UOKiK poinformował, że analizując transakcję wzięto pod uwagę jej wpływ na krajowy rynek funduszy inwestycyjnych otwartych i zarządzania nimi, krajowy rynek ubezpieczeń na życie i ubezpieczeń majątkowych (w tym alternatywnie przyjęte rynki w węższym ujęciu produktowym, obejmujące poszczególne grupy ryzyk, np. ubezpieczenia komunikacyjne), a także krajowy rynek usług bancassurance, polegających na dystrybucji produktów ubezpieczeniowych przez banki.

PZU wystąpiło do UOKiK o zgodę w czerwcu br. Zgodnie z przepisami transakcja podlega zgłoszeniu do urzędu antymonopolowego, jeżeli biorą w niej udział przedsiębiorcy, których łączny obrót w roku poprzedzającym przekroczył 1 mld euro na świecie lub 50 mln euro w Polsce.

Pod koniec maja br. PZU podpisał przedwstępną umowę zakupu 25 proc. akcji Alior Banku za 1,6 mld zł. PZU podawał, że chce konsolidować sektor bankowy i stworzyć bank, który byłby w piątce największych w Polsce pod względem wielkości aktywów.

Reklama

W połowie lipca br. prezes spółki Andrzej Klesyk mówił, że PZU chce uczestniczyć w konsolidacji polskiego sektora bankowego i stworzyć podmiot z pierwszej bankowej piątki. W tym celu musi kupić 2-4 mniejsze banki. "Banki pomiędzy miejscem 6 a 20 nie mają racji bytu. Jeśli one się nie skonsolidują, nie będą w stanie przetrwać przy obecnych wymaganiach biznesowych. Po prostu duży ma większą moc i ta konsolidacja musi nastąpić" - ocenił.
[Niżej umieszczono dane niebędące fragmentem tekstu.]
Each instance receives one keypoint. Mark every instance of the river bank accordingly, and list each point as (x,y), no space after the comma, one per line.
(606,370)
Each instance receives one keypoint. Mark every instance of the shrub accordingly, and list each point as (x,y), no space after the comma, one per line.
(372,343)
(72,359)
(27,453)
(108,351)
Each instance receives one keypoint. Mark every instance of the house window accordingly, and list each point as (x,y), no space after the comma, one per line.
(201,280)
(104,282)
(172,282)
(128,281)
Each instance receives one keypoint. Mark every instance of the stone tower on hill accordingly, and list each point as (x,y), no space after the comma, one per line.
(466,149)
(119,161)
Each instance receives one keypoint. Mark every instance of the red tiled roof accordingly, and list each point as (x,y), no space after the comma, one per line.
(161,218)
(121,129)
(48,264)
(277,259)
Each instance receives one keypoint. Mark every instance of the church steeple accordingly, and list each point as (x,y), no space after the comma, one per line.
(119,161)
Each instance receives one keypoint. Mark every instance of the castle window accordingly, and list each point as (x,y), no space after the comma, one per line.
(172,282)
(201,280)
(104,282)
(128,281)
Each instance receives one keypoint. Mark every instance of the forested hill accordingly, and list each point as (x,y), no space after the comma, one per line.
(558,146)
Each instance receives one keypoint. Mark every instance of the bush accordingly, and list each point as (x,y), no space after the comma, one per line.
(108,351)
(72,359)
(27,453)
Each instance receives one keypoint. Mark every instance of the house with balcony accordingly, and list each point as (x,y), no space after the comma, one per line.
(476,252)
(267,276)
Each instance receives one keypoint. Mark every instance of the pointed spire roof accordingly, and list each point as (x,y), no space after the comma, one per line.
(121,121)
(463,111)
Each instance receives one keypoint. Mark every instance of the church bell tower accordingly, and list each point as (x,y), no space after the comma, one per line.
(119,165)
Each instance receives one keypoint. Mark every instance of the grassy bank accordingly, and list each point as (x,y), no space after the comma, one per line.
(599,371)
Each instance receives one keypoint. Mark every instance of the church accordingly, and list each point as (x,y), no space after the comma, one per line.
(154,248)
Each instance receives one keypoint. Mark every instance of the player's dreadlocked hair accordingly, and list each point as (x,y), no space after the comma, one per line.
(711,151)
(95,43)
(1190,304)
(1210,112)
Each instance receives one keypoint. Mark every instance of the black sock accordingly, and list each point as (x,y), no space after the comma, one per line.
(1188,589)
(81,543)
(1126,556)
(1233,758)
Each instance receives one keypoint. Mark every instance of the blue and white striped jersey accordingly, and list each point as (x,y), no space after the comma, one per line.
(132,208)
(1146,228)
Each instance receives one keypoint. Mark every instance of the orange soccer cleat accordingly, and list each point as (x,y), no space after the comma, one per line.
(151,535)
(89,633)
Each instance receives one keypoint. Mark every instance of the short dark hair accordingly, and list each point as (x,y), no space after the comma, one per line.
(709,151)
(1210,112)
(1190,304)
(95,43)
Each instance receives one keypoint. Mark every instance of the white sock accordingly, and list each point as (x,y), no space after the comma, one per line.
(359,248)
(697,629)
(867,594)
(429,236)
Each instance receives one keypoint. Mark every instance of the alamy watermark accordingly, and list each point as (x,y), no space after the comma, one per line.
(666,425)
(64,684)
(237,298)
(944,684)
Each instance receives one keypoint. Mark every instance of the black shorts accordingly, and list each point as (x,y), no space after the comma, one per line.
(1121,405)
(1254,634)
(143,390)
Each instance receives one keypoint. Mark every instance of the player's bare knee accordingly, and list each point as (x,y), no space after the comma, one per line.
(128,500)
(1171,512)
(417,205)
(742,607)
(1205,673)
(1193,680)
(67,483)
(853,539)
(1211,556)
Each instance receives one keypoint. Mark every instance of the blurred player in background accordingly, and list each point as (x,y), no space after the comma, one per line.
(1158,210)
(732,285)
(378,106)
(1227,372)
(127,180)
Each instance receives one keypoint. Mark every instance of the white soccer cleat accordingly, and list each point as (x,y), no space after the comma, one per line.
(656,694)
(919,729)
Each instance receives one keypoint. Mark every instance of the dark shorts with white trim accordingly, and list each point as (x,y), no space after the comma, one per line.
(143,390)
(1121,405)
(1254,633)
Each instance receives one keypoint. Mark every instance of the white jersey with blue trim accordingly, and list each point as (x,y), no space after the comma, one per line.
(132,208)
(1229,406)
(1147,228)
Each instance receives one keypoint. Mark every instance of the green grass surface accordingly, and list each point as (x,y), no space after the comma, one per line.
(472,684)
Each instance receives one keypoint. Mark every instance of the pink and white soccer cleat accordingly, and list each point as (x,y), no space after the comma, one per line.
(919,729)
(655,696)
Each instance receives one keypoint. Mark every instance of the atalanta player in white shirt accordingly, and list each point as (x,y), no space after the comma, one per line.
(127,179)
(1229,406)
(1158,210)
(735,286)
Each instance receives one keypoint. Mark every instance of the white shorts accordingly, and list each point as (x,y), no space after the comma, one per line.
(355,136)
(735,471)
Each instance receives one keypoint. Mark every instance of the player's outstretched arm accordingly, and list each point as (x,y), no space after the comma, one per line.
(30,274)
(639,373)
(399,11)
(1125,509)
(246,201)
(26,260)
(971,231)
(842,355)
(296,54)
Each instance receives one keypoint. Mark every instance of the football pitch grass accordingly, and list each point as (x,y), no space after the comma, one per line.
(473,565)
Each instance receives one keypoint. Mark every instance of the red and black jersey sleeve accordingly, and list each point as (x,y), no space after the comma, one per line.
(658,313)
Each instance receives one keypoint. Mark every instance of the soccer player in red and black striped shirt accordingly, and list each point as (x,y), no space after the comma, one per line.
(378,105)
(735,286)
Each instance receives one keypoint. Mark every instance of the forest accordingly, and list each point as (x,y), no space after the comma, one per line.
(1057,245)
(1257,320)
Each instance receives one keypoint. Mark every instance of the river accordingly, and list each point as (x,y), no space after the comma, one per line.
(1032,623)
Dodał, że pojawia się pytanie, kto ma tego dokonać - czy zachodni kapitał, czy PZU. "Ja uważam, że jestem w stanie dostać premię biznesową za to, że jestem tu podmiotem polskim. Mam więc nadzieję, że będę otrzymywał wsparcie od regulatora, być może od polityków, aby na bardzo dobrych zasadach biznesowych być w stanie skonsolidować kilka podmiotów bankowych" - mówił.

"Moim marzeniem byłoby wykreowanie podmiotu z pierwszej piątki bankowej w Polsce, może nawet +na pudle+ (pierwsza trójka - PAP). Aby to jednak zrobić, nie wystarczy tylko kupić, ale potem trzeba to też poskładać" - dodał. "Pierwsza piątka (banków w Polsce - PAP) moim zdaniem nie jest na sprzedaż, dlatego my musimy kupić 2,3, może 4 (mniejsze - PAP) banki" - wskazał.